Workplace Solutions: Reducing Work-Related Musculoskeletal Disorders among Rodbusters
NIOSH recommendations for reducing low back and hand disorders among reinforcing ironworkers when tying together reinforcing steel bars on freeway bridges.
NIOSH evaluated reinforcing ironworkers’ (rodbusters) exposures to risk factors for developing low-back and hand disorders when tying together reinforcing steel bars (rebar) on a freeway bridge. Rodbusters used three techniques to tie rebar together—a pliers and a tie wire wheel, a battery operated power tier (PT), and a PT with an extension handle (PTE). NIOSH found that using the PT and PTE reduced the rodbusters’ exposures to risk factors for work-related low-back and hand-wrist disorders. In addition, power tying was twice as fast as than pliers tying.
Description of Exposure
Reinforcing ironworkers have reported high prevalence rates for workrelated musculoskeletal disorders (WMSD) symptoms affecting the low–back (80.2%) and wrists/hands (48.4%) [Cook et al 1996]. Boston- area rodbusters reported high prevalence rates for self-reported symptoms of the low-back (52.2%) and hands/wrists/fingers (47.8%) and high prevalence rates of doctor-diagnosed WMSDs, including ruptured spinal discs (14%) and carpal tunnel syndrome (16%) [Forde et al. 2005].

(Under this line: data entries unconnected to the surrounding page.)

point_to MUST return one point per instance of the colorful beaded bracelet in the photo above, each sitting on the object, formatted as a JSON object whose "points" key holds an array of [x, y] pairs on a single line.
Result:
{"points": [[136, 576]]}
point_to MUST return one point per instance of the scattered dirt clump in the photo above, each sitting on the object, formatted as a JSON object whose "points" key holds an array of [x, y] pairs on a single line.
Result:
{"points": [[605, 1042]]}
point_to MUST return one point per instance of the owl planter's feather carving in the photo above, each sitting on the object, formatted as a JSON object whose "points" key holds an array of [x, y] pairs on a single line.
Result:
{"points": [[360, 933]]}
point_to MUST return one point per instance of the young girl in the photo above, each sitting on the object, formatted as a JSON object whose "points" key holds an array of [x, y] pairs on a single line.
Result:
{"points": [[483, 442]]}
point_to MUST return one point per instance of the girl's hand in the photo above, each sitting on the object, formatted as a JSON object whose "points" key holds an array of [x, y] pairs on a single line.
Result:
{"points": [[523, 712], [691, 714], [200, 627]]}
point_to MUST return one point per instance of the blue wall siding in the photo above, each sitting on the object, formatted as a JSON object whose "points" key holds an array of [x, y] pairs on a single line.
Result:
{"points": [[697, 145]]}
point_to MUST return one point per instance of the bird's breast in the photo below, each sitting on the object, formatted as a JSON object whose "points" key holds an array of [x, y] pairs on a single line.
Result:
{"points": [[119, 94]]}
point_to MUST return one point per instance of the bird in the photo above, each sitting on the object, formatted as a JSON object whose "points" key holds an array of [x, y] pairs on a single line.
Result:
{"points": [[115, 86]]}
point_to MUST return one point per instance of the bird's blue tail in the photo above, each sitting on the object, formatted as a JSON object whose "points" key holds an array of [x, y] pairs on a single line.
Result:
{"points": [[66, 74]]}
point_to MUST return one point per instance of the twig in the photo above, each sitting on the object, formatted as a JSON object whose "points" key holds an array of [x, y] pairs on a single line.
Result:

Traditionally, pliers and a tie wire wheel have been used to pull, wrap, twist, and cut the ‘tie’ wire around two or more concrete reinforcing bars. This requires using both hands and making rapid and repetitive hand, wrist, and forearm movements while gripping the pliers. In recent years, power tiers have become available. The PT is a battery-powered and trigger-operated wire tier that automatically wraps, cuts, and ties the wire around the rebar. Tying rebar at ground level using either the pliers or the PT requires working in a stooped posture. A height-adjustable extension handle (PTE) is commercially available for one type of handheld PT enabling the worker to tie the rebar while standing.
A concrete reinforcing contractor requested that NIOSH evaluate workers’ exposures to WMSD risk factors during rebar tying on a freeway bridge deck construction project that required making more than 2 million “ties.” The contractor’s workers used both pliers and PTs to tie rebar. NIOSH introduced the PTE as a third technique to be investigated in the study. Although rodbusters perform other job activities that require “maximum muscle force to lift, push, pull, or carry objects” [ONET 2008], NIOSH analyzed only rebar tying during this study because of the nature of the request and time constraints.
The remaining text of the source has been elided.